Днем сидел дома, отчего-то скучая, топил печь, дремал в полумраке, ничего не делая. Находят, что я сердит эти дни. Заходил к Ивановым. Поплелся к Коровину, у которого, оказывается, умерла бабушка, и обед отложен на субботу. Предупрежденный Бакст не известил нас. Поехал к Нувелю, где семейно и обедал. Позняков ему удивлялся, зачем я их зову. «Ну, а теперь Вы поняли, зачем Мих<аил> Ал<ексеевич> Вас зовет?» — «Да». На пьесе были Дмитриев, Позняков и Померанцев; Гога прицеплялся все ко мне. Свистали и хлопали, вызывали больше Добужинского; мне скорее не понравилось; есть какая-то немощь, а в постановке аккуратность Билибина{943}
. Гулял какой-то доступный юноша, которого В<альтер> Ф<едорович> так и не абордировал[316], к своему сожаленью. <Огия?> была крайне скучна, но лучше, м<ожет> б<ыть>, предыдущей. Зинаида упрекала меня за свиту гимназистов; хорошо, что есть впечатление свиты. Мне важнее, что говорят, чем что есть на самом деле. Позвал Дмитриева на пятницу. Был сердит и раздражителен, и отчего? Опять холодно. Денег ни копейки.Билет на Дёнкан отдал деве; зашел к Чичериным, где девочка играла со мной в 4 руки, а потом танцевала с высоким уланом, их кузеном. На Изаи не попал{944}
, поплелся на «Действо», при пустом театре и шиканье. Все время сидел и ходил с некиим Фроловым из шахматного клуба, с красивыми и наглыми глазами юношей. Зашел в «Вену», где попал в объятья Толстого, Рукавишникова и Гидони. Дома насилу дозвонился Павла, звал дворника, пока не вышли кто-то от графини и швейцар их выпустил. На «Действе» надеялся видеть il principino с Корнилием.Был в замке; все время сидел какой-то юнкер из кавалерийского, которого нельзя было выжить. Вчера был Гофман. В<иктор> А<ндреевич> стал похож на boy’я из Caf'e de France. Обедал у Тамамшевых, юноши не было. От Руслова отличное письмо. Заезжала Волохова с m-me Блок звать меня к Озаровской, где будет Дункан, петь «Куранты» в греческом костюме. Черт знает, что за ерунда. У Кондратьева был только Бер и кн. Гагарин. Тепло. Почему-то вспомнилось детство и жизнь на Острове.
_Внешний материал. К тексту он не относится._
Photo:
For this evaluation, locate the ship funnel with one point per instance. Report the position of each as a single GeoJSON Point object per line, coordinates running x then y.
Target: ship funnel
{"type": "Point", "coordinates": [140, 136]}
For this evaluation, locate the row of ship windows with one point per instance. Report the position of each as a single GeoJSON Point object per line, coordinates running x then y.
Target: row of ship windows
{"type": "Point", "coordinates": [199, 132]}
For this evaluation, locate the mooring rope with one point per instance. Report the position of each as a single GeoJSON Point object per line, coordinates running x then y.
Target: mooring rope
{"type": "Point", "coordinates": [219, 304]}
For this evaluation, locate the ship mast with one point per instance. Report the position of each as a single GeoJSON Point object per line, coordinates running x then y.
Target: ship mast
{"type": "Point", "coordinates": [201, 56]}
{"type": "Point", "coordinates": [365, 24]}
Ездил за покупками. Пришел ненадолго Покровский, еще до меня. Я очень его люблю; не обещал скоро прийти. Поднявшись наверх, где были Гофман и Минцлова, прозевал Бера. Пришел Ауслендер и Позняков, оставшийся с твердым намерением довести дело до конца, в чем он и успел. Вот случай. Но я не скажу, чтобы это было без приятности. Опять закусывали и пили неодетыми. В рубашке, без pince-nez у него милый вид очень мальчика. Опять одеванье, проводы в 4 часа, прощанья. Он и не надеется, что это не для времяпрепровождения.